Утром Татка ходила на рынок, добыла амбарный замок, и они вдвоём с Татьяной, опасаясь звать слесаря, просто прибили железные какие-то планки к дверцам шкафа и сами повесили этот замок. Ключи были у Муси. От себя самих еду прятали.

– Как теперь не думать, что еда – вот она, – гладила Татьяна массивную дверцу шкафа.

– А хоть думай, хоть не думай, мимо меня – крошка не пройдёт, – отвечала повеселевшая Муся.

Муся, Мусенька! Они бы умерли, если бы не Муся! Конечно, и Тата с Татьяной понимали, что экономить еду надо, но так, как по крохотным порциям делила драгоценные продукты Муся, им бы в голову не пришло.

И поджимать губы и делать деревянное лицо, как Муся, когда Шурочка или мальчики принимались скулить: «Живот сводит, хоть лепёшечку бы сделали», – они с Татьяной не смогли бы, уступали бы.

И всё равно, Татка считала тогда, что они – настоящие богачи! Как же она ошибалась!

Сколько времени с их похода прошло, Татка не помнила. Но ту ночь помнит. Ужин был скудным, Татка никак не могла уснуть и слышала, что Татьяна тоже не спит – вздыхает. Мусю слышно не было, но как оказалось, она тоже не спала. Сначала Татка подумала, что ей просто чудится, и даже закрывала и открывала ладонями уши, чтобы понять, есть этот странный глухой стук или нет.

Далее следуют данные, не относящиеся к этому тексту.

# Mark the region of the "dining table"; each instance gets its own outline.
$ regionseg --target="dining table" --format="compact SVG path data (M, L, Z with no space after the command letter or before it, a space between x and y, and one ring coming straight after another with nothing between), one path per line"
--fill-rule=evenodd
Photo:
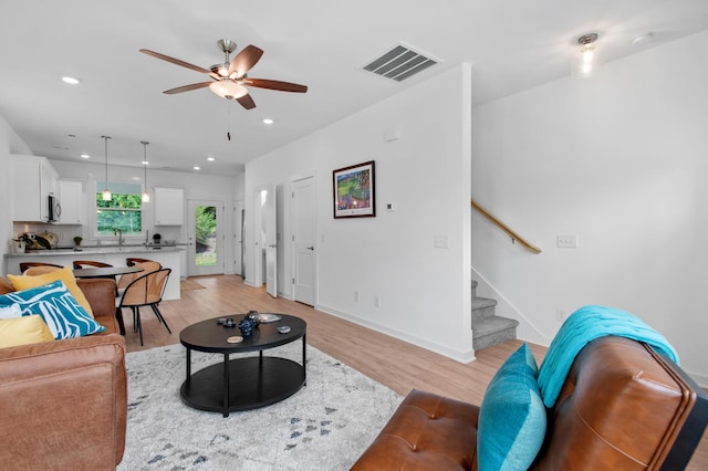
M134 265L134 266L96 266L96 268L88 268L88 269L74 269L74 276L75 278L104 278L104 279L113 279L115 281L116 276L119 275L124 275L124 274L131 274L131 273L138 273L144 271L144 269L142 266L138 265ZM116 296L118 296L118 286L116 284L116 291L115 291ZM121 313L121 310L116 310L115 312L115 318L118 323L118 332L121 333L121 335L125 335L125 325L123 324L123 314Z
M115 278L118 275L142 272L140 266L100 266L74 269L75 278Z

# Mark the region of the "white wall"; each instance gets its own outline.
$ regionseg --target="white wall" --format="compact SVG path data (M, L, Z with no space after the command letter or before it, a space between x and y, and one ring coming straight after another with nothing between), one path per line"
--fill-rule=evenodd
M707 83L705 32L473 109L472 196L543 250L472 216L481 290L521 320L520 337L548 344L558 310L615 306L708 384ZM555 247L564 233L577 249Z
M277 185L288 196L293 177L315 176L317 308L459 360L473 357L470 93L470 67L459 65L246 167L247 211L260 186ZM400 129L400 138L386 143L391 129ZM376 217L334 220L332 170L367 160L376 163ZM386 202L395 202L396 211L387 212ZM288 241L289 198L279 210L278 230ZM447 234L450 248L434 248L435 234ZM292 250L284 245L289 272ZM247 263L247 282L252 266ZM288 275L284 281L290 293Z
M10 127L8 122L0 116L0 253L8 253L8 242L12 239L12 220L10 216L10 154L28 154L29 147ZM7 272L4 258L2 259L2 273Z

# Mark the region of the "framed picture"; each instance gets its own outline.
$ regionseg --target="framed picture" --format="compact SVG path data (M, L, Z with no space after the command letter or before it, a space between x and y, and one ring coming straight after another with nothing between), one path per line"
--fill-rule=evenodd
M376 216L374 160L332 171L334 219Z

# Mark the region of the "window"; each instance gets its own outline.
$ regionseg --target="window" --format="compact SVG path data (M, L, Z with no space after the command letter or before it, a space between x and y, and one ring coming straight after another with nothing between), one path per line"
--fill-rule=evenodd
M121 229L123 236L140 236L143 233L143 199L140 186L135 184L110 184L113 193L111 201L104 201L101 191L104 181L98 181L96 192L96 233L114 236Z

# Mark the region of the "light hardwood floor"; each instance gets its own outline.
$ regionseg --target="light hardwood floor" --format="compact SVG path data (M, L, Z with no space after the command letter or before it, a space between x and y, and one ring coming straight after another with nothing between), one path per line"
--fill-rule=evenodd
M202 286L202 287L199 287ZM150 310L142 311L143 336L140 347L133 332L129 310L124 310L128 352L179 343L179 332L186 326L210 317L259 312L296 315L308 323L308 344L331 355L366 376L405 396L412 389L424 389L472 404L481 404L487 384L499 366L521 342L506 342L477 353L477 359L460 364L425 348L416 347L339 317L324 314L311 306L273 299L264 289L243 284L240 276L218 275L190 278L183 282L181 300L164 301L160 312L173 334L168 334ZM532 345L537 362L541 364L545 347ZM688 467L708 469L708 435L704 438Z

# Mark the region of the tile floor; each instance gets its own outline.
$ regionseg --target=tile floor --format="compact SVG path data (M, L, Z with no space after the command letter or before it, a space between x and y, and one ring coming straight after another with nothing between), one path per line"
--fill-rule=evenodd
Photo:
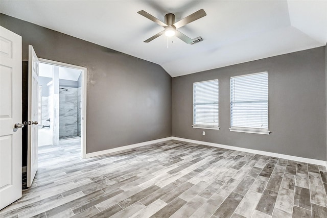
M80 144L40 147L0 217L327 217L323 166L175 140L81 159Z

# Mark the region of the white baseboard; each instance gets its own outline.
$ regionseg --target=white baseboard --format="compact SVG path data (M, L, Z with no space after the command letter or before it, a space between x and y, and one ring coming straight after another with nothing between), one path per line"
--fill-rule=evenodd
M305 157L297 157L295 156L288 155L283 154L278 154L273 152L265 152L263 151L256 150L254 149L246 149L244 148L236 147L234 146L226 146L225 144L217 144L216 143L207 142L206 141L197 141L196 140L188 139L183 138L179 138L175 136L168 137L167 138L160 138L159 139L153 140L152 141L145 141L144 142L137 143L136 144L130 144L128 146L122 146L121 147L115 148L114 149L108 149L104 151L100 151L96 152L87 153L86 158L96 157L100 155L104 155L114 152L120 152L134 148L141 147L142 146L147 146L154 143L161 142L162 141L169 140L177 140L186 142L194 143L196 144L203 144L205 146L212 146L213 147L221 148L223 149L230 149L232 150L239 151L241 152L249 152L253 154L258 154L261 155L269 156L271 157L278 157L278 158L287 159L288 160L294 160L295 161L303 162L305 163L312 163L313 164L321 165L327 167L327 161L315 159L307 158Z
M287 155L286 154L278 154L273 152L265 152L263 151L255 150L254 149L245 149L244 148L236 147L234 146L226 146L225 144L217 144L216 143L207 142L206 141L197 141L196 140L188 139L186 138L178 138L177 137L172 137L173 140L185 141L186 142L194 143L196 144L203 144L204 146L212 146L214 147L221 148L223 149L230 149L232 150L239 151L241 152L249 152L253 154L258 154L261 155L270 156L271 157L278 157L278 158L284 158L288 160L294 160L295 161L304 162L305 163L312 163L313 164L321 165L327 167L327 162L321 160L315 159L306 158L305 157L297 157L295 156Z
M96 157L100 155L104 155L106 154L112 153L113 152L120 152L127 149L133 149L134 148L141 147L141 146L147 146L148 144L153 144L154 143L161 142L161 141L171 140L172 137L168 137L167 138L160 138L159 139L153 140L152 141L145 141L144 142L137 143L136 144L130 144L129 146L122 146L121 147L115 148L111 149L107 149L106 150L100 151L99 152L92 152L87 153L85 157L88 158L90 157Z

– Тата, кажется, в дверь колотят, – сиплым шёпотом позвала Татьяна.

– Да, – просипела в ответ Татка.

Она слышала, как Татьяна крадётся к столу и чиркает спичкой, и зажмурилась, потому что когда неясный огонь свечи выхватил Татьянин силуэт в темноте, поняла, что лоб заломило от того, как она таращит глаза.

Татьяна оглядывалась на Татку, и Татка, хотя предпочла бы, чтобы им обоим показалось и послышалось, но выползла из постели и, стараясь двигаться бесшумно, прокралась к Татьяне.

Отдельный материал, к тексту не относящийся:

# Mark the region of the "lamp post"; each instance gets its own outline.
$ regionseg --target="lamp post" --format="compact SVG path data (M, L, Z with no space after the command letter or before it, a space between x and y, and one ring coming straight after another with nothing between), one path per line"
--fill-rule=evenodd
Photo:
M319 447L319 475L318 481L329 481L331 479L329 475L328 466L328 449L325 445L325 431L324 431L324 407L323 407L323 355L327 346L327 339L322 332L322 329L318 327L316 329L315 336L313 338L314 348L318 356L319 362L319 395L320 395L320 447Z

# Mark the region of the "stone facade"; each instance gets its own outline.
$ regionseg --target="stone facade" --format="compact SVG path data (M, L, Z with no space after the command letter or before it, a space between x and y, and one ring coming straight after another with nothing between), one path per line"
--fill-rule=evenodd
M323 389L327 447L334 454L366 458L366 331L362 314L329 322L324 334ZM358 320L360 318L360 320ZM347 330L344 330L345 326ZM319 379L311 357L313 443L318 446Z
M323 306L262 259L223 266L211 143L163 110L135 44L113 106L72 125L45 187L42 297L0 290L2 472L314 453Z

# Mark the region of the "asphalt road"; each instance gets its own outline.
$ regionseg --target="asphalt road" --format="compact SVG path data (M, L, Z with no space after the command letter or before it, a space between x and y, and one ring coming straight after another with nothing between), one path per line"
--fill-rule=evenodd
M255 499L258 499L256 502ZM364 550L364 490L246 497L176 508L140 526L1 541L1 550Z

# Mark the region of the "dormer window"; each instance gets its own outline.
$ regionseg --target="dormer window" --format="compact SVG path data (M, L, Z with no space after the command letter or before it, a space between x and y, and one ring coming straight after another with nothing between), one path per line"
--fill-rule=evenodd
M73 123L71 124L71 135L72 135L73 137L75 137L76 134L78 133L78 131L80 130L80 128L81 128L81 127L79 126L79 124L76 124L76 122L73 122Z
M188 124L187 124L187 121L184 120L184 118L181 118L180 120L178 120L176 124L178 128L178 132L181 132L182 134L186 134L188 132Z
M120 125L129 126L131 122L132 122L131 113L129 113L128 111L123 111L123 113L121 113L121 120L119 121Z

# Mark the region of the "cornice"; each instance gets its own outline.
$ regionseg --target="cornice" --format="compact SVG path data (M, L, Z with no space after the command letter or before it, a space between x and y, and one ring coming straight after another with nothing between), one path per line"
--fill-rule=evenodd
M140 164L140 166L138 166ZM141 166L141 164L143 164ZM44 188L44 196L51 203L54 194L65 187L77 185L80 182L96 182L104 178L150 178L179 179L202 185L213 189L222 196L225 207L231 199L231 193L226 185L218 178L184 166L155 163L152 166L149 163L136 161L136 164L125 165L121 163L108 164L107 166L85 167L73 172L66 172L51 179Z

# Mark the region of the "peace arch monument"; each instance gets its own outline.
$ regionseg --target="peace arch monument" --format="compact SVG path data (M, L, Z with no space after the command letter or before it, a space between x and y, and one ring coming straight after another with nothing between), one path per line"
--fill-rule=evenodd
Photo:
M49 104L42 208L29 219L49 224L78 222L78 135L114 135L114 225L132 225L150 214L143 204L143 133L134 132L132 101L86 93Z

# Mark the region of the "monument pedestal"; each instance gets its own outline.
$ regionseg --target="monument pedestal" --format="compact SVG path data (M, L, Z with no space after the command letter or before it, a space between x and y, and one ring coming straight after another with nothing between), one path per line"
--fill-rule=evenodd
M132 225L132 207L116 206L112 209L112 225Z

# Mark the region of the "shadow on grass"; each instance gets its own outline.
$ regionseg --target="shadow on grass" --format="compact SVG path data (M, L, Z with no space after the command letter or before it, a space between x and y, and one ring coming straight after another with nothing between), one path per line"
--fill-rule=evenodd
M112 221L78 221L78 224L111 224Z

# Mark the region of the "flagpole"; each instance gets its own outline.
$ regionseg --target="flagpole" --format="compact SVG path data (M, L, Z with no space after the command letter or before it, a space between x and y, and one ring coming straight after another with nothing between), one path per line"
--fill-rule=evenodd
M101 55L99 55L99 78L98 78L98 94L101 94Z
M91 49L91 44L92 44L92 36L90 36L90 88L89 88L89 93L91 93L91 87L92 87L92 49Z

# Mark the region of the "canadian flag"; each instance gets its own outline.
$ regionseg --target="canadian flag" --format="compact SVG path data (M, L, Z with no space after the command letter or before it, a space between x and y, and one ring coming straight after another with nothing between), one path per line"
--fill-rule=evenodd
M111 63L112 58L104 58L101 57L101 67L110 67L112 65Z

Теперь много разговоров, что по пустым квартирам ходят «криминальные элементы», да и те, кто остался без запасов. И все знают, что управхоз их – тот ещё «элемент» и сам не стесняется заходить в квартиры эвакуированных под предлогом «проверки».

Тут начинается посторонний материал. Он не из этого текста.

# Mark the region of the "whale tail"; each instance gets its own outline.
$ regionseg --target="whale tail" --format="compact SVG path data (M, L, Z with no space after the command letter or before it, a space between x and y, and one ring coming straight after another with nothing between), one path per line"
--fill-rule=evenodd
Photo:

Им не чудилось. Странные глухие удары, очевидно, шли от коридора, от двери на лестницу.

Пока из своего угла к ним шаркала Муся на больных ногах, Татка изо всех сил мечтала, что те, кто колотит в дверь с небольшими перерывами, попросту уйдут. Тараща глаза, они смотрели на Мусю, а Муся отвинчивала от края стола мясорубку, на которой перебила вот только днем крупу.

Холодный чугун лег в Таткину руку неудобно, она перехватила его и даже руку приподняла, как будто решаясь, уговаривая себя, что если там, за дверью, кто-то с недобрыми намерениями, она и впрямь ударит.

Сцепившись пальцами, крадучись, как будто они сами – «криминальные элементы» или потерявшие совесть и стыд мародёры, стараясь почти не дышать, не то чтобы звякнуть ключом в замочной скважине, Татьяна с Таткой вышли из комнаты в коридор. Да, монотонный, глухой стук шел от двери, теперь это было очевидно.

Хриплый голос из-за двери между глухими ударами повторял:

– Пустите, пустите.

Голос Татьяны на удивление был твёрдым:

– Вы кто и к кому?

А Татка так и тряслась, и чугун в руке ходил ходуном, и она боялась, что сейчас его выронит.

Сначала за дверью была тишина, а потом голос, который был тихим и глухим, стал вдруг громче, отчаяннее:

– Зоя я, Зоя, Зоя Торошкина, мне Тата, Наташа адрес этот дала, пустите!

Татка уже пальцы Татьянины отпустила, но Татьяна, откуда только бралась твёрдость и сила, остановила и, строго глядя на Татку, спросила как будто у неё, а не у того, кто за дверью:

– Вы одна, Зоя? Кто с вами?

– Одна, нет, со мной дети, двое, сестра, пустите же, пустите нас!